The theme song score was composed by Judy Henderson, who had also helped compose the theme for Arthur, another CINAR production. The lyrics were written by Judy Rothman, though for unknown reasons, she was uncredited. The theme was performed by Quebecoise singer Lulu Hughes. Like Rothman, she was uncredited in the actual show, but on the show's official website, she was credited as Loulou Hughes. Her contribution was confirmed by Henderson in 2022.

The series was renewed for a second season containing 13 half-hour episodes in early 2000. Due to the then-ongoing CINAR scandal, Telefilm Canada and the Canadian Television Fund had suspended business with the company. This affected funding for the second season, although Peter Moss, then-president of CINAR, stated that the funding was "not a very high percentage of the budget."

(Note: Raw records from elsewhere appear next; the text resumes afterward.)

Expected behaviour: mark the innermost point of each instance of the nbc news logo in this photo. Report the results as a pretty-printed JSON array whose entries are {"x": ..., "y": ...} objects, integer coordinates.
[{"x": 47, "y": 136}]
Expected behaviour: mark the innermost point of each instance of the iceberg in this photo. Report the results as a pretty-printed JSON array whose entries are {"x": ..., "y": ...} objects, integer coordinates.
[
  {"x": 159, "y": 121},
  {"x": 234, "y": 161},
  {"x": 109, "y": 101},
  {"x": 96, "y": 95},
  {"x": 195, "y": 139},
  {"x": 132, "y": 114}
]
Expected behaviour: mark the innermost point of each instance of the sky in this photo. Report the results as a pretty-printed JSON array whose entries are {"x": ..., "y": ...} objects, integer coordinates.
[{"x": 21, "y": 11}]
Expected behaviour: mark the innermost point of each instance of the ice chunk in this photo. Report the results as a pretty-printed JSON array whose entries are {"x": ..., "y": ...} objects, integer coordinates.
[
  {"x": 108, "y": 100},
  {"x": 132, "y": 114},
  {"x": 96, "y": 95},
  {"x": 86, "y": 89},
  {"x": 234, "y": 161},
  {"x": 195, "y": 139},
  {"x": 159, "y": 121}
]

A third season, containing an additional 13 half-hour episodes, was greenlit in 2001. After production of the third season wrapped up in spring 2002, production on the series went on a hiatus, before the series was eventually renewed for a fourth season, once again containing 13 half-hour episodes, that fall. Production wrapped up in early 2004.

==Reception==
===Critical response===
In a retrospective review from The Arcade, Luka Costello was positive about the show, stating that despite the young demographic, "the show was never too preachy. It had witty dialogue and the simple animation is still admirable. It was definitely the humble origins of my love for the supernatural and that theme song was catchy as hell."

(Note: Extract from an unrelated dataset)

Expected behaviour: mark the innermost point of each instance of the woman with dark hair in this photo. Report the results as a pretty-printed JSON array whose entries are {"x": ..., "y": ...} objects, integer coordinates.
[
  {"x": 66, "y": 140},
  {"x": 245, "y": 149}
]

==Broadcast and streaming==
The series was originally premiered in Canada on YTV on September 13, 1999, and later in France on France 3 on October 30, 2000. For the last two seasons, the series moved to Tiji. In the United Kingdom, the series aired on Nickelodeon, CBBC, and later on Pop for a brief period.

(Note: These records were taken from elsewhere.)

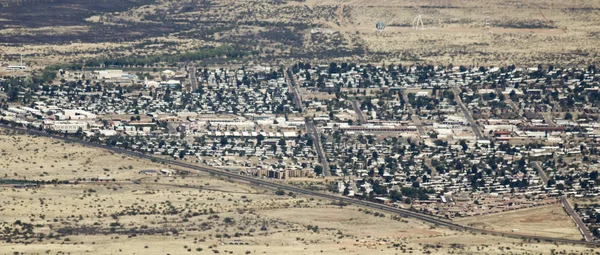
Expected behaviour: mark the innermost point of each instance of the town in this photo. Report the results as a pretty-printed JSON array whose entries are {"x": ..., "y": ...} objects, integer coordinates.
[{"x": 449, "y": 141}]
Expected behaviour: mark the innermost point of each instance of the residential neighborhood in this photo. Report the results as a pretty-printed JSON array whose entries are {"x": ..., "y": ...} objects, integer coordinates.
[{"x": 446, "y": 141}]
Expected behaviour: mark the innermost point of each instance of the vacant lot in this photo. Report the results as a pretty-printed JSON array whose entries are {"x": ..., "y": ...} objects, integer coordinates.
[
  {"x": 521, "y": 32},
  {"x": 548, "y": 220},
  {"x": 197, "y": 213}
]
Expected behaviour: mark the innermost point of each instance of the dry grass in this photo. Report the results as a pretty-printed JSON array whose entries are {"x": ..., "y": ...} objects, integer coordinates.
[
  {"x": 549, "y": 221},
  {"x": 127, "y": 218}
]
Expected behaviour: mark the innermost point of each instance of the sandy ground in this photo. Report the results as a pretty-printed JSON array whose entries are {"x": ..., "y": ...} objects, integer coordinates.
[
  {"x": 171, "y": 215},
  {"x": 548, "y": 220}
]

Despite its success in other territories, the series was never broadcast in the U.S. during its original run, though attempts were made in the early 2000s. In 2009, Cookie Jar launched Jaroo, a streaming service that housed a majority of their animated properties, including the DIC library, which they had acquired the previous year. Mona was available to stream on Jaroo, being advertised as having its U.S premiere on the platform. The streaming service has since been discontinued.

It wouldn't be until 2011 when the series would finally make its U.S. broadcast premiere on This TV, as part of the Cookie Jar Toons children's programming block. The series would premiere on September 26, 2011, and would run until October 27, 2013. The block was discontinued four days later.

Currently, the first season is available to stream on Roku and Tubi. The entire series in full is also available on iTunes, Vudu, and Google Play.

==Other media==
===Home media===
During and after the show's run, several DVDs containing select episodes of the series were released, especially by Cookie Jar Entertainment. These DVDs sometimes included extra features, such as episode and language selection settings and voiced character descriptions by child voice actors. The complete first season was later released in North America by Mill Creek Entertainment, which featured select episodes from various Cookie Jar shows, including episodes from Busytown Mysteries, Horseland, Wimzie's House, Simon in the Land of Chalk Drawings, Happy Castle and The Wombles.

In the UK, VHS and DVD releases were handled by Abbey Home Media and Direct Source Products.

===Website===
In 2000, Alphanim, Tiji, and CINAR created a bilingual Adobe Flash-based website under the domain name monathevampire.com. This website featured several games and activities that included characters and settings from the series. The domain had been deactivated by 2016, but archived versions of the site still exist. Due to the discontinuation of the Adobe Flash Player at the end of 2020, archived versions of the website may be inaccessible.